The critical role of language for learning is now long established. Some influential texts, now classics, include:

  • Barnes, D., Britton, J. and Rosen, H. (1969) Language, the Learner and the School, Harmonsworth: Penguin.
  • Britton, J. (1993) Language and Learning, London: Heinemann

When we examine classroom interaction closely, a number of characteristics can be identified. These can provide important clues to the views of learning being expressed as well as the nature and quality of the teaching and learning processes being observed. If, for example, a teacher sees knowledge as content (as existing, prescribed subject-matter which pupils are required to accept), then the communication will be mainly transmission and assessment will also predominate. However, if the teacher takes a social constructivist view and sees knowledge as existing in the learner’s ability to interpret, then communication will be interactive, and there will be negotiation between the teacher’s knowledge and the learner’s knowledge. Talk and writing will be collaborative and exploratory, and will support the struggle to understand as new knowledge is related to the learner’s ‘action knowledge’.

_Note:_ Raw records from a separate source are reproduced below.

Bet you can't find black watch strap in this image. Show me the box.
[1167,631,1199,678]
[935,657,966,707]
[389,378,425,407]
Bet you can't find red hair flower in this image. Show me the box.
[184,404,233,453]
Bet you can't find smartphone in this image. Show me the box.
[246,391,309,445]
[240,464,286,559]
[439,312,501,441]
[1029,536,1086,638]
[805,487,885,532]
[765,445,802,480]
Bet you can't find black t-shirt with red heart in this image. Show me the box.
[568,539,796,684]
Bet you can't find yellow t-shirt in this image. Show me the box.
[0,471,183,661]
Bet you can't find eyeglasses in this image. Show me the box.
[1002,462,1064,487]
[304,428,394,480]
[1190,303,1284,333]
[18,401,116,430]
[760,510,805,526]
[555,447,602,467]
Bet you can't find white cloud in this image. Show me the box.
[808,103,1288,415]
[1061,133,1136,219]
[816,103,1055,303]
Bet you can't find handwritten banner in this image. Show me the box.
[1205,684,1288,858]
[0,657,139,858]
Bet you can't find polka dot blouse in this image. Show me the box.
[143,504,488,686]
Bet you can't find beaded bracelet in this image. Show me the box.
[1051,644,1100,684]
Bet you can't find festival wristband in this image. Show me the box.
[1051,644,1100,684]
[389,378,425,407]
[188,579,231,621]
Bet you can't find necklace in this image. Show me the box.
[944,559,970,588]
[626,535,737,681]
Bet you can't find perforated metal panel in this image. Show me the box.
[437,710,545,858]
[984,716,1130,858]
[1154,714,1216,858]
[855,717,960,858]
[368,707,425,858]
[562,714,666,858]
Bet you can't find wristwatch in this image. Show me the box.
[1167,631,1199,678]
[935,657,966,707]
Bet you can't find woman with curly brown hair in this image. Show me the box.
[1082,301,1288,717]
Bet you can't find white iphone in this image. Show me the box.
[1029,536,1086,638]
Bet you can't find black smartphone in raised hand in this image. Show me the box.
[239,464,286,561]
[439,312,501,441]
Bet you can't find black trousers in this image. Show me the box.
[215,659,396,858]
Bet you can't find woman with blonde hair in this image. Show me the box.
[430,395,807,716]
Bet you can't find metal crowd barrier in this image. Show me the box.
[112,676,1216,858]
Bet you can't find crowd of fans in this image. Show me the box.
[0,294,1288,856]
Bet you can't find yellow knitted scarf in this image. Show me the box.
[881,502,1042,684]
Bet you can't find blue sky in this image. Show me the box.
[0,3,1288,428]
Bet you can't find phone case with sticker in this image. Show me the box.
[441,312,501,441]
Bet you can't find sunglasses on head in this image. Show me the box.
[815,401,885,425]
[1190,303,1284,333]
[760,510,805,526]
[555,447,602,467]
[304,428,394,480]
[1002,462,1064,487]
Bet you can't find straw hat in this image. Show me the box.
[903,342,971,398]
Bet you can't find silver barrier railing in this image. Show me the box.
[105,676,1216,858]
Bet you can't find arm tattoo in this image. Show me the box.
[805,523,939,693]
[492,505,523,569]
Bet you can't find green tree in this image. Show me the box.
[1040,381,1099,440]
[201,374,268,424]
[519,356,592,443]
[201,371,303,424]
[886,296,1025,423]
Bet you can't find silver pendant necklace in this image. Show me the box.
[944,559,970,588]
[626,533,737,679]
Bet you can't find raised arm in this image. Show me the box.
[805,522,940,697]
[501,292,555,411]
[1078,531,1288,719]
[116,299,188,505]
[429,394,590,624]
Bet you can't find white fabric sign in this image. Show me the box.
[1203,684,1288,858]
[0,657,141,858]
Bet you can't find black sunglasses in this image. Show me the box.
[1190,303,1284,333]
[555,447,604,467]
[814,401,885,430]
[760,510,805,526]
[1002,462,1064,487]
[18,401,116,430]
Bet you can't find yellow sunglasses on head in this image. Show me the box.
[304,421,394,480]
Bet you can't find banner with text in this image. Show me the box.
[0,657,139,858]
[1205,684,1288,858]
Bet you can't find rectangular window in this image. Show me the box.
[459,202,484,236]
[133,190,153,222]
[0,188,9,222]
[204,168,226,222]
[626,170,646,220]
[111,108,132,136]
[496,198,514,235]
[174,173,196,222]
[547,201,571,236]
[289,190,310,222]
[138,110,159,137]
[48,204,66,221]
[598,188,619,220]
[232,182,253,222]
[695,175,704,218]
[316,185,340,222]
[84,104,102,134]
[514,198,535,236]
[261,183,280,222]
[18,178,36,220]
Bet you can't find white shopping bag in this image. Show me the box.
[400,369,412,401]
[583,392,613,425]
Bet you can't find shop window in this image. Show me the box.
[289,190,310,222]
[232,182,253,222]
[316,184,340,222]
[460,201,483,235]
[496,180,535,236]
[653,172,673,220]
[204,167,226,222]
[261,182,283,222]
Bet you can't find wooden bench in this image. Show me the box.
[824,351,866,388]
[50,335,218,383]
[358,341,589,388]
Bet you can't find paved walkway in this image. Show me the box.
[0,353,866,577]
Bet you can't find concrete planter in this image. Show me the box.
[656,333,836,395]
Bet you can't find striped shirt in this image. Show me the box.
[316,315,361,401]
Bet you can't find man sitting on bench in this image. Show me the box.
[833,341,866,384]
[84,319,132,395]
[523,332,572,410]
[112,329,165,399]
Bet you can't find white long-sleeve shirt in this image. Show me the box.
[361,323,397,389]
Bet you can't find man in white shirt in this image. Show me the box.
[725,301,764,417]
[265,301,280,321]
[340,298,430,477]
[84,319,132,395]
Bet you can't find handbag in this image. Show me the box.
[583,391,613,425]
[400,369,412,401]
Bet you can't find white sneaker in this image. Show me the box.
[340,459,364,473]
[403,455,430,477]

For insights into how we use language to think and get things done, the following draw on real-life language use within and beyond the classroom:

  • Mercer, N. (2000) Words and Minds: How We Use Language To Think Together, London: Routledge.
  • Bearne, E., Dombey, H., and Grainger, T. (Eds) (2003) Classroom Interactions in Literacy, Berkshire: Open University Press.

To view the point about the centrality of language and imagination in a different and very engaging way, see:

  • Paley, G. V. (1981) Wally's Stories, Cambridge, Massachusetts: Harvard University Press.